Paediatric Supracondylar Fracture of the Humerus

Supracondylar fractures are the most common elbow fracture in children, especially in the first decade of life. The peak age is from 5-8 years.



A supracondylar humerus fracture occurs through the thin part of the distal humerus above the level of the growth plate.

Supracondylar fractures are divided into two types, depending on the direction of displacement of the distal fragment.


Extension type – 98%, the distal fragment is displaced posteriorly.


Flexion type – rare, the distal fragment is displaced anteriorly.



The Gartland classification system is used to describe the severity of displacement ox extension type supracondylar humerus fractures.


Type I – Undisplaced fracture


Type II – Angulated fracture with an intact posterior cortex


Type III – Displaced distal fragment posteriorly, with no cortical contact


Type IV – Multidirectional unstable fracture



The usual mechanism is a fall onto the outstretched hand with hyperextension at the elbow.

The child will present with pain, swelling, and limited elbow range of motion.


A displaced fracture in extension typically has an S-shaped deformity.


Swelling can increase very rapidly.


Younger children can present with the appearance of a dislocated elbow.



Always examine for associated injuries.


A thorough neurological examination including screening of the median, radial, and ulnar nerves should be undertaken and documented.


The radial pulse should be felt and documented.


The skin should be assessed for swelling and bruising.



All fractures should be assessed using the Advanced Trauma Life Support (ATLS) principles to ensure associated and potentially significant injuries are identified.

Anteroposterior and lateral x-ray of the distal humerus should be obtained. If there is any clinical suspicion of injury in the forearm or wrist then separate films of these areas should be ordered.



Before the x-ray evaluation, clinically deformed fractures should be immobilized in about 30 degrees short of full extension. This is important for pain management.



In the x-ray, look for the position of capitellum to anterior humeral line and displacement of the fracture.

Gartland Type I fractures do not require reduction.



Gartland Type II fracture can be gently reduced by pushing anteriorly on the distal fragment as the elbow is flexed to 90 degrees.



Gartland Type III, IV, and flexion type fractures are treated with reduction and percutaneous K –wire fixation.



Gartland type I and II fracture are treated with above elbow back slab with 90 degrees elbow flexion with slings for 3weeks.



Operative interventions are indicated in the following situations –


Gartland type III and IV fracture


Flexion type supracondylar humerus fractures


Open fractures


Neurovascular injury with fracture


Extreme swelling/compartment syndrome – extremely rare with humeral fracture


Associated same arm forearm or wrist injury

Emphasis should be placed on the elevation of the limb (elbow above the heart) for the first 48 hours and active finger mobilization.



Back slab and sling should be worn under clothing and not through the sleeve.

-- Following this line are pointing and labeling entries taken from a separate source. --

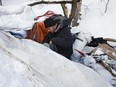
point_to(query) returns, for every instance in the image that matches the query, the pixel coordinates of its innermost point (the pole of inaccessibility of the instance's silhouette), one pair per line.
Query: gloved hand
(46, 44)
(53, 47)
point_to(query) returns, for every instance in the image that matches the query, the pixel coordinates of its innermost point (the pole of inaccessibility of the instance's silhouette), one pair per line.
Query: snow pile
(42, 67)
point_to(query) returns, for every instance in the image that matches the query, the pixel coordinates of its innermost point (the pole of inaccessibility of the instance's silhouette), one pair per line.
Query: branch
(107, 6)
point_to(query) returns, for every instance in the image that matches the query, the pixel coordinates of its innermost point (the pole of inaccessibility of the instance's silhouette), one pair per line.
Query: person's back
(59, 36)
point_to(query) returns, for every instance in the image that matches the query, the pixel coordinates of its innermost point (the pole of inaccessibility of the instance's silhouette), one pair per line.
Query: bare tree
(0, 2)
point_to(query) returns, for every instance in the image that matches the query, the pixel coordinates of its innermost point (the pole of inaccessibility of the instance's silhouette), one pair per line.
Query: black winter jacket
(62, 39)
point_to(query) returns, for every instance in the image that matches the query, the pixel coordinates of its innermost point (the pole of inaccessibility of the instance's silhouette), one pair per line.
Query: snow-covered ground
(23, 65)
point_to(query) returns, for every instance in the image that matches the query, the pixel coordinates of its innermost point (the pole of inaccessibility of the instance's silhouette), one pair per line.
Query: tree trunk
(77, 14)
(73, 10)
(0, 2)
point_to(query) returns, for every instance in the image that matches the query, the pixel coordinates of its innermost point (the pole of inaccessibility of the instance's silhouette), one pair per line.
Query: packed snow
(25, 63)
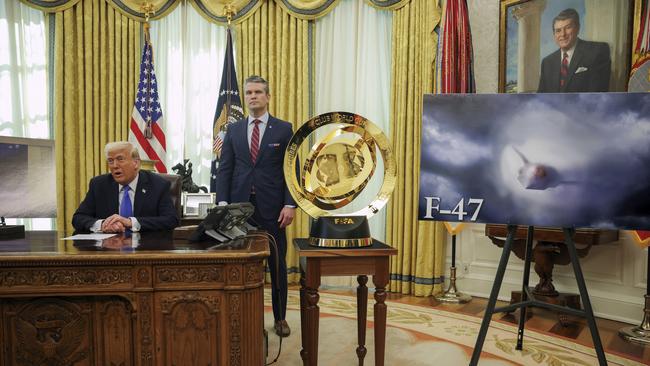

All supracondylar fractures result in marked elbow stiffness following the removal of the back slab. In the majority of cases, full ROM returns with time and physiotherapy is not required.



Poor outcomes result from vascular injury, compartment syndrome, Volkmann’s ischemic contracture of the forearm, permanent nerve palsy or malunion.

Stiffness/limited motion – This can occur through sagittal malalignment.



Pin tract infection.



Complications associated with the vascular injury include compartment syndrome followed by the later development of Volkmann’s ischaemic contracture of the forearm.



Malunion (Gunstock deformity/cubitus varus) can result from the tilt in the coronal plane.



Neurological injuries can result from the fracture itself or the treatment. The great majority of the neurologic injuries resolve with time.